The California Cap and Trade Program began in 2012 and is due to expire in 2020. It allows polluters to keep polluting as long as they pay a fee to the state in the form of buying carbon credits at quarterly auctions. Since 2012, California has enjoyed a slight decrease in greenhouse gas (GHG) emissions. At least 80 percent of this reduction can be attributed to enacting regulations, not to the Cap and Trade Program. These regulations have included mandates to increase renewable energy and improve fuel efficiency standards. Environmentalists were enthusiastic about SB775, a competing Cap and Trade Extension bill that would have put a higher price on carbon, mandating significant curbs on polluting and providing environmental justice for frontline communities suffering disproportionately from its effects. Industry and business did not share this enthusiasm; SB775 was never brought up for discussion in its first committee.
Major big supporters of AB398 included the Western States Petroleum Association (Big Oil), the Chamber of Commerce and enough Republicans to provide a challenge-proof two-thirds vote. Several amendments accepted at the last minute made it more palatable to cash-strapped Central Valley counties, big agriculture and others. Governor Jerry Brown pushed hard for AB398; it got tense at times with backroom deals and nasty threats.
The new Cap and Trade Law will take effect in 2020 and extend until 2030. One concern is that polluters will be provided more free carbon credits than in the current program. Calculations show that instead of providing any “cap,” GHG emissions may rise. Already it seems that carbon auctions have not generated the promised windfall of cash. In February only 16 percent were sold; in May only 2 percent were sold. Industries had enough free credits to meet their caps and didn’t need to buy any. Also, companies may bank credits, meaning that previously accrued credits can be carried forward, which enables increased pollution.
The legislature has already planned how they will spend future profits that may be imaginary. Whether the money will actually be collected to pay for the governor’s $1.5 billion green spending plan is seriously in doubt. Even if the legislature’s budgetary assumptions turn out to be accurate, is allowing the state to be bought off by polluters really a good bargain?
Another concern is the inherent unfairness of “carbon offsets.” The number of offsets has been increased in the new law. For example, a corporation such as Chevron (the largest stationary emitter of GHGs in California) is allowed to plant trees in the central valley while exposing the residents of Richmond to increasing amounts of pollution including nitrous oxide and sulfur dioxide, as well as particulate air pollution, These have caused an increase in the rates of asthma, heart disease and cancer among people living near these refineries – people who are disproportionately people of color. It’s worth noting that 75 percent of the crude oil imported into the United States is refined here and then exported for sale abroad.

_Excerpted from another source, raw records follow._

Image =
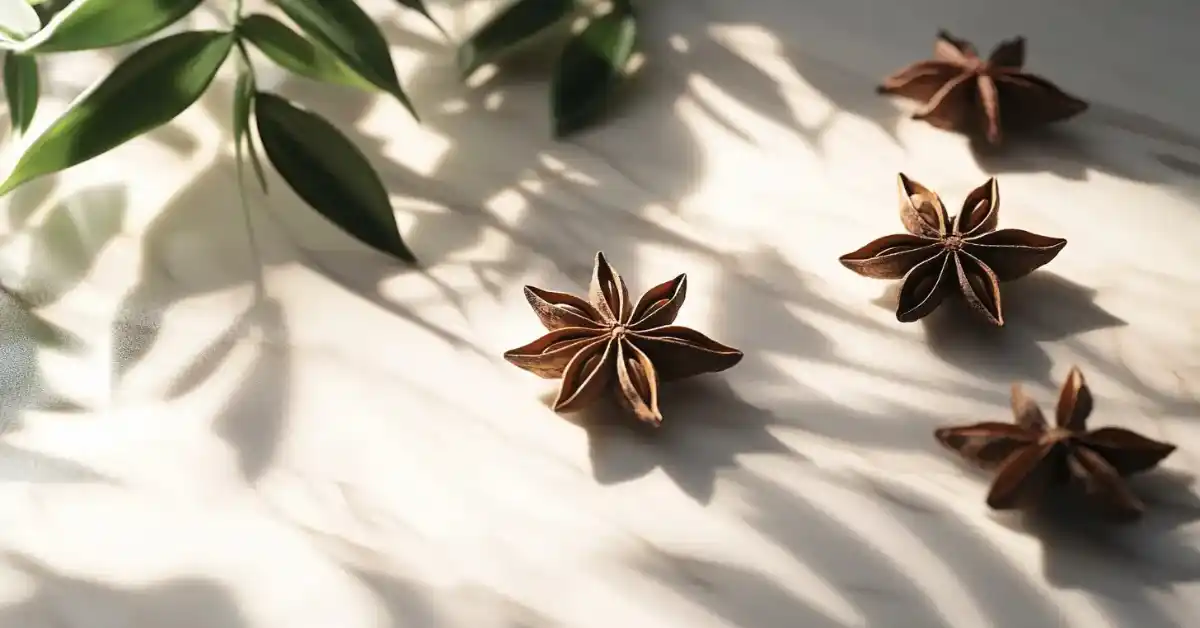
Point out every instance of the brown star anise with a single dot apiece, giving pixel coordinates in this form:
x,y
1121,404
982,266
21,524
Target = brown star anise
x,y
964,93
607,342
1031,456
941,255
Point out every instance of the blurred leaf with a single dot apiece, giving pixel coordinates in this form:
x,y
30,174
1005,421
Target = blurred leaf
x,y
328,172
508,29
293,52
593,63
18,19
22,88
145,90
243,105
419,6
342,28
90,24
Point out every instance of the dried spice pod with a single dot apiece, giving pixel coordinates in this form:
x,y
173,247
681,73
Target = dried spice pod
x,y
963,91
942,255
1031,458
607,342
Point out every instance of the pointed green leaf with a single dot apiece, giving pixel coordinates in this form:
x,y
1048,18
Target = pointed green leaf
x,y
419,6
243,105
328,172
90,24
145,90
22,88
293,52
18,19
347,31
593,63
508,30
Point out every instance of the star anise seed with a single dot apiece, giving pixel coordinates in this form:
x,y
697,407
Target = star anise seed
x,y
961,91
943,255
607,342
1031,458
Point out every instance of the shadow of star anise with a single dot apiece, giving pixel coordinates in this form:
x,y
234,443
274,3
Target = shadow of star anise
x,y
607,342
976,96
1031,458
942,255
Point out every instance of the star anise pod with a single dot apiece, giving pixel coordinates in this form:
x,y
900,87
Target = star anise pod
x,y
607,342
1031,456
943,255
961,91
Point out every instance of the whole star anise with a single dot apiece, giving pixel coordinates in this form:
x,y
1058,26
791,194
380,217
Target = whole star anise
x,y
607,342
965,93
1031,456
943,255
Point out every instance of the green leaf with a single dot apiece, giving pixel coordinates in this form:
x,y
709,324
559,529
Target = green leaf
x,y
145,90
293,52
21,85
243,106
18,19
508,29
328,172
90,24
419,6
592,64
342,28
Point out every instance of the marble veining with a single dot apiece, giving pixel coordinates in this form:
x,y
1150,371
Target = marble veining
x,y
205,429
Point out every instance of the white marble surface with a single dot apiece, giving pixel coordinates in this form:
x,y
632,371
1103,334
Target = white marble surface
x,y
305,435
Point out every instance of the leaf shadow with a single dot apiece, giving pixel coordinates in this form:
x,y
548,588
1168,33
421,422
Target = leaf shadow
x,y
22,465
255,417
706,428
1041,307
60,599
69,241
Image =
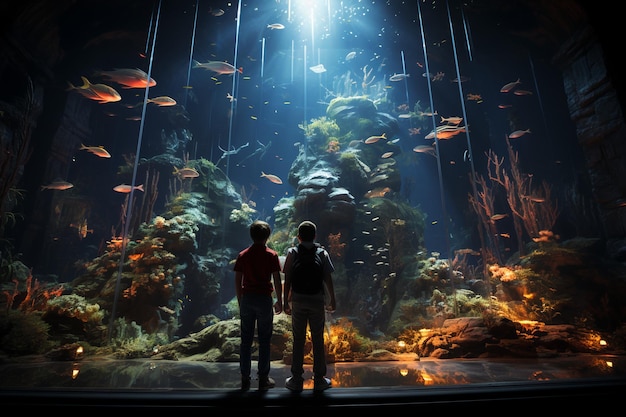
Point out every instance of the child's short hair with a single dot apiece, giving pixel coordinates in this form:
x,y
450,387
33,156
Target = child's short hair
x,y
307,231
260,231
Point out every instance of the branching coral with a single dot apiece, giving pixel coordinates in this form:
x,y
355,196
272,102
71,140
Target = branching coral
x,y
243,215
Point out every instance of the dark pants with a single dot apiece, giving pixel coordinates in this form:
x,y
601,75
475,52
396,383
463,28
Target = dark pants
x,y
256,310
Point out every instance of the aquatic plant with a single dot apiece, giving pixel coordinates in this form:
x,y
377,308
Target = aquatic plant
x,y
24,333
344,343
321,127
243,215
76,306
16,151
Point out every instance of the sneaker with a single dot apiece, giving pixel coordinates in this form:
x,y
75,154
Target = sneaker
x,y
294,384
266,383
245,383
321,384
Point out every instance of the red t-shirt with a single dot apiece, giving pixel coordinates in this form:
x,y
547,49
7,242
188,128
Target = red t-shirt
x,y
257,263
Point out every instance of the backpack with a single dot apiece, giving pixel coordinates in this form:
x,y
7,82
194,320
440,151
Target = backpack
x,y
307,270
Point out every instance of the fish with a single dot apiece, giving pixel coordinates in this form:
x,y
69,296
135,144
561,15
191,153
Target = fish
x,y
82,229
218,67
430,150
374,139
508,87
398,77
101,93
128,77
445,132
466,251
57,185
453,120
519,133
377,192
497,217
185,173
272,178
162,101
96,150
124,188
318,69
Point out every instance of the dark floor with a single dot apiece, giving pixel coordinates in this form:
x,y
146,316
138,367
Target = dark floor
x,y
401,385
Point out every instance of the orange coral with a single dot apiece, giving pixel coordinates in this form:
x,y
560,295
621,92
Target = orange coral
x,y
333,146
335,247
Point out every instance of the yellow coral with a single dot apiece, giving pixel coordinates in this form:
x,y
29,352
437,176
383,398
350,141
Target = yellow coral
x,y
504,273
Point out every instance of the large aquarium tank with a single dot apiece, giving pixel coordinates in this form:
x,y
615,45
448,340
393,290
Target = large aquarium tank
x,y
463,162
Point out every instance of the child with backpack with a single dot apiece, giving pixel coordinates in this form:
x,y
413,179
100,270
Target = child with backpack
x,y
308,269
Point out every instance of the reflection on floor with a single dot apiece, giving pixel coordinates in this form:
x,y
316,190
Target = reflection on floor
x,y
188,375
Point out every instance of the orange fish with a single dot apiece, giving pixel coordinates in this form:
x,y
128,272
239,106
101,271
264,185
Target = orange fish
x,y
272,178
185,173
96,150
82,229
508,87
57,185
219,67
101,93
377,192
162,101
518,133
128,77
374,139
124,188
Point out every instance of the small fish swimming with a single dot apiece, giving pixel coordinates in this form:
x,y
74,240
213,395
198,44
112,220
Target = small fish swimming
x,y
218,67
427,149
318,69
101,93
453,120
57,185
508,87
374,139
519,133
185,173
162,101
124,188
272,178
497,217
398,77
128,77
96,150
82,229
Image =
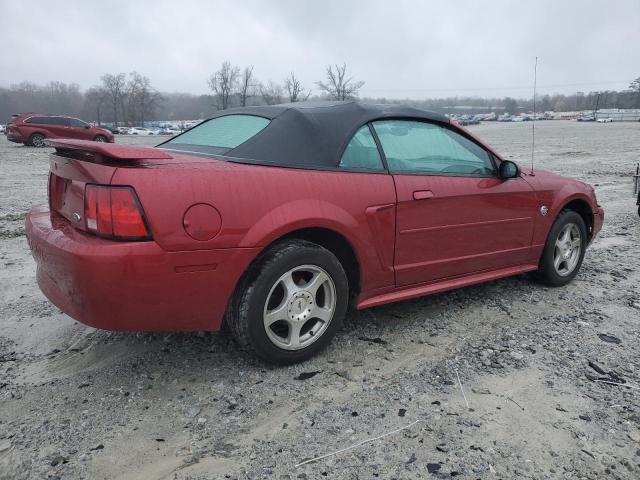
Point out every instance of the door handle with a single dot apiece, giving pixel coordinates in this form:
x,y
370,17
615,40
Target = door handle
x,y
423,194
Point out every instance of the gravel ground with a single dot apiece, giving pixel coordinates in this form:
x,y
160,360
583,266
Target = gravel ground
x,y
76,402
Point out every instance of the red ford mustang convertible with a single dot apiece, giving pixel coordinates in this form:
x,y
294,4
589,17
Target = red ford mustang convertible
x,y
270,220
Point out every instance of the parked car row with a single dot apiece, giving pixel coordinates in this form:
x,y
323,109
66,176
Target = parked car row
x,y
34,129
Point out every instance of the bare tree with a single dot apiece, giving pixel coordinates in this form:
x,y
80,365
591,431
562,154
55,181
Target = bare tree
x,y
295,90
271,93
114,86
141,98
338,86
247,85
635,88
224,83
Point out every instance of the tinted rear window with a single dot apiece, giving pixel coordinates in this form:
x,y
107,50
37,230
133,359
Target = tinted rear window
x,y
222,132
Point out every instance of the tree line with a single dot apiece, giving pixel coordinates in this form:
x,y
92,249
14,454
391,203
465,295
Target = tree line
x,y
132,100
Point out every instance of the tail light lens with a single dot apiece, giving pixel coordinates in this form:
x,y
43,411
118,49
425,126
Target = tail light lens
x,y
114,212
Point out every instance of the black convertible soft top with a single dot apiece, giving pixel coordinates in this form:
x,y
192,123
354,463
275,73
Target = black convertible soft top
x,y
305,134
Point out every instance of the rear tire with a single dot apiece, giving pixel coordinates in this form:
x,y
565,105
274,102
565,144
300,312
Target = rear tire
x,y
290,303
564,250
36,140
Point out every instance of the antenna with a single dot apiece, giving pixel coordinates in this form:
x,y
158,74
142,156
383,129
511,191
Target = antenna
x,y
533,123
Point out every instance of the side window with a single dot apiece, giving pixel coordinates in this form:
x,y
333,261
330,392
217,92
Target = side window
x,y
362,152
420,147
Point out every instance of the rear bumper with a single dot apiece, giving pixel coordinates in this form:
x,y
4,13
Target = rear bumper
x,y
131,286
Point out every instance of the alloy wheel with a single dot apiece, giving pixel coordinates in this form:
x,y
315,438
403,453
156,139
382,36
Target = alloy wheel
x,y
299,307
567,250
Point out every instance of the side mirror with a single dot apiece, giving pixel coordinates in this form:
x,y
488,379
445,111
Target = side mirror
x,y
508,169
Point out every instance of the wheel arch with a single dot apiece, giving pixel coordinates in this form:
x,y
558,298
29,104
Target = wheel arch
x,y
328,238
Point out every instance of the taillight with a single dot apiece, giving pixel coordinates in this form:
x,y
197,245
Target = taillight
x,y
114,212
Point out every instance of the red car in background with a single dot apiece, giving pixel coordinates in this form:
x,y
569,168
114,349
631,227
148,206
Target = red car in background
x,y
272,219
33,129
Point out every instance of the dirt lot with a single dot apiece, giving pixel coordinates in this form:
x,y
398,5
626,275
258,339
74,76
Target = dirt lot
x,y
82,403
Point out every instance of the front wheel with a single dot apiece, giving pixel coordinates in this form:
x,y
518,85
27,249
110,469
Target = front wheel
x,y
290,304
564,251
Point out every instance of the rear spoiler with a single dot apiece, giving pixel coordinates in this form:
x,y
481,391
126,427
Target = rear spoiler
x,y
116,152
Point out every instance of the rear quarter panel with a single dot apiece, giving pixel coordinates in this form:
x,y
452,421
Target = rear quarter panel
x,y
260,204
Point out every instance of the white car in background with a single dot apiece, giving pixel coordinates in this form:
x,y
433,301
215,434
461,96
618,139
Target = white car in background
x,y
140,131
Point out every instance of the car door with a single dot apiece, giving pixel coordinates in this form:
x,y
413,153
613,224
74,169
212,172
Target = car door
x,y
454,216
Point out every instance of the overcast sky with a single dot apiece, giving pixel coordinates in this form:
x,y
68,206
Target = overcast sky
x,y
417,49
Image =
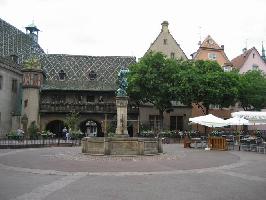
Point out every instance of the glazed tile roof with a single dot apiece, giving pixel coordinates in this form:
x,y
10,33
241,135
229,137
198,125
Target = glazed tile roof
x,y
15,42
77,70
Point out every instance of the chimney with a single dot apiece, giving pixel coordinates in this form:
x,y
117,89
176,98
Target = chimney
x,y
14,58
165,26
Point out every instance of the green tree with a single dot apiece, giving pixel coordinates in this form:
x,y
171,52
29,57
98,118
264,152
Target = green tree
x,y
252,90
149,81
204,83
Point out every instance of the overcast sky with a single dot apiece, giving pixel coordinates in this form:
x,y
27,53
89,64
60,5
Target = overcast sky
x,y
128,27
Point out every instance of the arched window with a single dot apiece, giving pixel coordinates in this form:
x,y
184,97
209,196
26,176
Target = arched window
x,y
62,75
92,75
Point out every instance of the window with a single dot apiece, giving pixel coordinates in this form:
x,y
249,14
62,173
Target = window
x,y
154,122
62,75
172,55
212,56
92,75
214,106
176,123
26,103
255,67
14,85
1,82
227,68
90,98
79,98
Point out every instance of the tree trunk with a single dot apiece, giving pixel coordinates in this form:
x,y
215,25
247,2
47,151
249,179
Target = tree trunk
x,y
206,112
161,119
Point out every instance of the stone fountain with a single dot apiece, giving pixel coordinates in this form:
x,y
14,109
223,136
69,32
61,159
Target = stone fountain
x,y
121,143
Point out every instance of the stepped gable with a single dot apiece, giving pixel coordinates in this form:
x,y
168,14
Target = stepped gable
x,y
97,73
9,64
210,45
15,42
239,61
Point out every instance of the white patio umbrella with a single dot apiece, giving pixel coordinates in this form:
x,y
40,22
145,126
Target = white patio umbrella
x,y
209,120
254,117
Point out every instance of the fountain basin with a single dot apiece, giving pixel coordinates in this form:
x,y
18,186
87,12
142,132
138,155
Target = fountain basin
x,y
121,146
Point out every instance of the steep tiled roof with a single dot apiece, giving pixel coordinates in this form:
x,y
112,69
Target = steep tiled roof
x,y
77,71
13,41
239,61
210,43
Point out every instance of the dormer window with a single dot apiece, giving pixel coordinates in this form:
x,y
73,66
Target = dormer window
x,y
212,56
227,68
62,75
92,75
255,67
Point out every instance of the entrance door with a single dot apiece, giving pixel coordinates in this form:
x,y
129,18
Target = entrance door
x,y
176,123
56,127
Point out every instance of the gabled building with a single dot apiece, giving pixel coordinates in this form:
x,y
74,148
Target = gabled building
x,y
10,93
210,50
177,117
59,84
250,60
166,44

As if this all isn’t bad enough, another provision of the law removes the regulation of air pollution from local control to the state. The state’s California Air Resources Board (CARB) has already prevented the refinery caps that were about to be passed this September by the Bay Area Air Quality Management District (BAAQMD). Due to state control, Chevron is now permitted to expand its operations, making way for the import and refining of much dirtier forms of oil, for exam for example, tar sands crude.
If you are wondering why two-thirds of both the Assembly and the California Senate passed this bill, it could be called political compromise, or corporate money’s impact on politics. Or racism. Or if you were sitting in the Senate Energy Committee chamber as I was, you would have seen Governor Brown scowling throughout the entire proceedings, imaginary whip in hand. He can be a scary fellow.